– Где он? – спрашивает лё Кутё. – Где Лаперуз?

– Не могу вам ответить. Шестнадцать месяцев назад я расстался с ним, когда он отчалил из залива Ботани, на побережье Новой Голландии. Он повёл свои два судна на северо-восток.

Пуссен вытирает руку о подкладку куртки и достаёт из кармана конверт с печатью.

– Когда вы прочтёте это письмо, вы будете знать то же, что и я.

На сей раз Пуссен говорит правду. Всё, что ему известно, он почерпнул из дневника и писем Лаперуза, которые тайно прочёл, тщательно подделав затем сургучные печати. Всё держится на этой связке бумаг, которые глава экспедиции передал англичанам перед отплытием из залива близ Сиднея и которые Пуссен похитил уже у европейских берегов.

Плотник хотел сам доставить бумаги в Париж и в Версаль. Это была ключевая часть плана. С одной стороны, золото привлечёт внимание, с другой – вести о Лаперузе повернут к нему уши сильных мира сего.

Лё Кутё берёт письмо. И смотрит на Пуссена с осмотрительностью дельца.

– Я был в Бресте, когда он отчаливал оттуда четыре года назад, – замечает банкир. – И вас я там не видел.

Плотник от души смеётся.

– Вы правы, меня там не было. Я не охотник до приключений. Если б меня спросили, я бы ни за что не согласился на такой путь.

Он возвращается к своей тонкой работе и рассказывает придуманную легенду:

– Ваш друг Лаперуз согласился взять меня на борт в гавани Святых Апостолов Петра и Павла, на Камчатке. Я заплутал на том краю света. А близилась зима.

– Что вы там делали?

– Покупал меха. То, что мне подвернулся французский корабль в преддверии зимы, – просто чудо.

– Вы не остались с ними до конца плавания?

– Я пробыл на судне шесть месяцев. Я не представлял себе, насколько это тяжко. Признаюсь, оказавшись в заливе Ботани, я воспользовался случаем и попросился на английский корабль, чтобы скорее вернуться в цивилизацию. Лаперуз отдал мне письма, которые нужно было доставить во Францию.

Лё Кутё поддевает ногтем печать. Молча читает. Жак Пуссен поглядывает на него искоса. Он наизусть знает каждое слово, которое пробегает глазами банкир.

«Я писал тебе изо всех уголков света, и нет таких, где бы мы не высаживались…»

Письмо Лаперуз начинает с того, что рассказывает другу про смерть двух своих офицеров, убитых на одном из островов. Но, быстро одумавшись, пишет уже о будущем:

«Надеюсь, это письмо опередит меня лишь на пару месяцев. Когда я вернусь, ты примешь меня за столетнего старика.
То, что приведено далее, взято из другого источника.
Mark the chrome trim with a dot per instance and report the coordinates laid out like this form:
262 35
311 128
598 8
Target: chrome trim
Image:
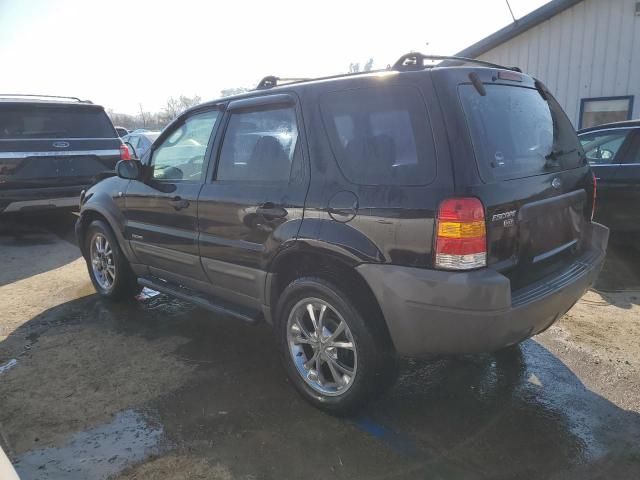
61 153
54 139
614 129
614 165
48 202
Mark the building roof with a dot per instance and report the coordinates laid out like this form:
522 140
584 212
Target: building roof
521 25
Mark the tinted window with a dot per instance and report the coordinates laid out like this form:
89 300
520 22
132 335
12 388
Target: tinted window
181 154
380 136
516 133
45 121
602 147
259 145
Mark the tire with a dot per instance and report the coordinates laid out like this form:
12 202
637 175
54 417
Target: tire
349 377
111 276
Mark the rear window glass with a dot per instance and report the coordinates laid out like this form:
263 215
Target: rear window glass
380 136
40 121
516 133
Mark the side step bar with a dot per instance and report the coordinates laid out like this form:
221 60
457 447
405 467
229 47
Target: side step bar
215 305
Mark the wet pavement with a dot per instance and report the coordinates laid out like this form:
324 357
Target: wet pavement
157 388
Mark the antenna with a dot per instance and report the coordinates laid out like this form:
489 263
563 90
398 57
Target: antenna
511 12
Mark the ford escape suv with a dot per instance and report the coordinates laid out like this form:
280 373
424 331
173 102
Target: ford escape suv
413 211
50 149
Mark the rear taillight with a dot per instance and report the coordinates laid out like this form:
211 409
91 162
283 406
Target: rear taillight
595 191
461 237
124 152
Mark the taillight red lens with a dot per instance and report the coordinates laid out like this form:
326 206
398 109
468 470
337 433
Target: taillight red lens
124 152
461 238
595 191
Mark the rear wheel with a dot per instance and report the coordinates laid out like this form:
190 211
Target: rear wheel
109 270
334 358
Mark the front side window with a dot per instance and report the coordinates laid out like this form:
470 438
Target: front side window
181 156
380 136
605 110
602 147
259 145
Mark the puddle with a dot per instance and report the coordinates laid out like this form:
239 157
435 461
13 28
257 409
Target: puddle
96 453
8 365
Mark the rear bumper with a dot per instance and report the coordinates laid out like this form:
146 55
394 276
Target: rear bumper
40 199
436 312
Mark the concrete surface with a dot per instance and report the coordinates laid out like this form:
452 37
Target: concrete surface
157 388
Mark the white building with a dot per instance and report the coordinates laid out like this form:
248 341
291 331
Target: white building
586 51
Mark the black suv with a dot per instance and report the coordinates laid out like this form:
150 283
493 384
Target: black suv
50 149
412 211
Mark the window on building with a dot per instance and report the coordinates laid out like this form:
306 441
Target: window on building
597 111
602 147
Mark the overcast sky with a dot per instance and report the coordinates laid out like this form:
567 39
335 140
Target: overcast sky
120 53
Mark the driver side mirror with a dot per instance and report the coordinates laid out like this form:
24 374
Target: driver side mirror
132 151
129 169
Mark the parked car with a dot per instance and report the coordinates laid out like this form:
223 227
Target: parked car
413 211
50 149
140 142
613 150
122 132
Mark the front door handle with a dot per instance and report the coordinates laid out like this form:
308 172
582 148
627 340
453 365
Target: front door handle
270 211
179 203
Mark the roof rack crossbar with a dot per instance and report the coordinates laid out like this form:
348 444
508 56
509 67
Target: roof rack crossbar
20 95
271 81
415 61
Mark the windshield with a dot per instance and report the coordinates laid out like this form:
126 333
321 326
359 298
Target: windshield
54 121
516 133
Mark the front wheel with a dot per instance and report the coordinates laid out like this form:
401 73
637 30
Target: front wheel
335 359
109 270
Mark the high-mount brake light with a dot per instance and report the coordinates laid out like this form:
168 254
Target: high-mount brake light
461 237
124 152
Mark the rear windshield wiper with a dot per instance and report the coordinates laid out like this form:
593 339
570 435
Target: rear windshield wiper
552 159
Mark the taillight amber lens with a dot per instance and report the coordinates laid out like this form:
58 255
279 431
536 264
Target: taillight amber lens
461 237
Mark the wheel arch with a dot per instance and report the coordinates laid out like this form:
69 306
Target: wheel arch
331 263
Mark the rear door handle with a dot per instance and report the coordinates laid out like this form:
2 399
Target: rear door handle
179 203
270 211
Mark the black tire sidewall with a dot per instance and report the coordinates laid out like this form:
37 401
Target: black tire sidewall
370 351
124 284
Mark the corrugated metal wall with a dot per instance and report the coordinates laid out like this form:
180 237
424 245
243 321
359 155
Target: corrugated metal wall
590 50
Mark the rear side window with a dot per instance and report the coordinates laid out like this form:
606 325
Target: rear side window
45 121
259 145
380 136
516 133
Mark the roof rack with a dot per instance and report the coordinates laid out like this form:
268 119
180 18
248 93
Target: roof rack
271 81
415 61
20 95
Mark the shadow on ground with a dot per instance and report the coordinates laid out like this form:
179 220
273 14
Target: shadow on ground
29 244
216 392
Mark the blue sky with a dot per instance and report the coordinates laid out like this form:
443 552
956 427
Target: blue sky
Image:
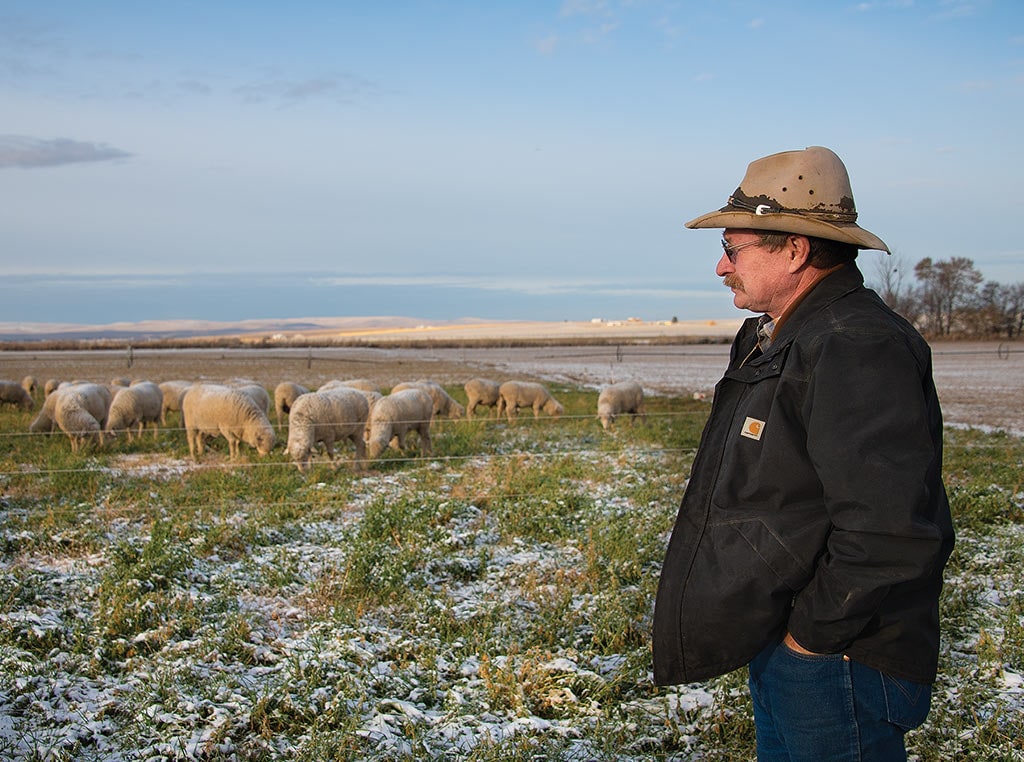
537 157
У меня не осталось ни зубов, ни волос, и, думаю, старческий бред тоже не заставит себя ждать».

То, как переменился в лице Лоренцо, обнадёжило Пуссена. Единственной опасностью было оказаться в Париже после Лаперуза: тогда пришлось бы всё бросить. Он не знает, что и «Астролябия», и «Буссоль» с их экипажами существуют теперь лишь в виде этих чудом спасённых бумаг и груды застрявших между скал у Соломоновых островов дубовых досок, которые медленно разъедает соль.

Однако последние строки письма вселяют робкую надежду.

«Прощай же, мой друг, прощай до июня 1789 года. Передай супруге, что она примет меня за своего деда».

– Что тревожиться? – шепчет Лоренцо, складывая письмо. – Он пишет про июнь, а сейчас всего-то июль!

Однако молодой банкир знает, что корабли должны были сделать стоянку в Индийском океане, на острове Франции, чтобы набраться сил перед последней дорогой. И если бы они были близко, какое-нибудь скоростное судно уже принесло бы, как гонец, эту весть.

– А другие у вас есть?

– Простите?

– Другие письма…

– Вы же понимаете, это конфиденциально. Мне дали чёткие указания. Вы первый адресат, с кем я вижусь…

Пуссен роется в кармане, достаёт второй конверт.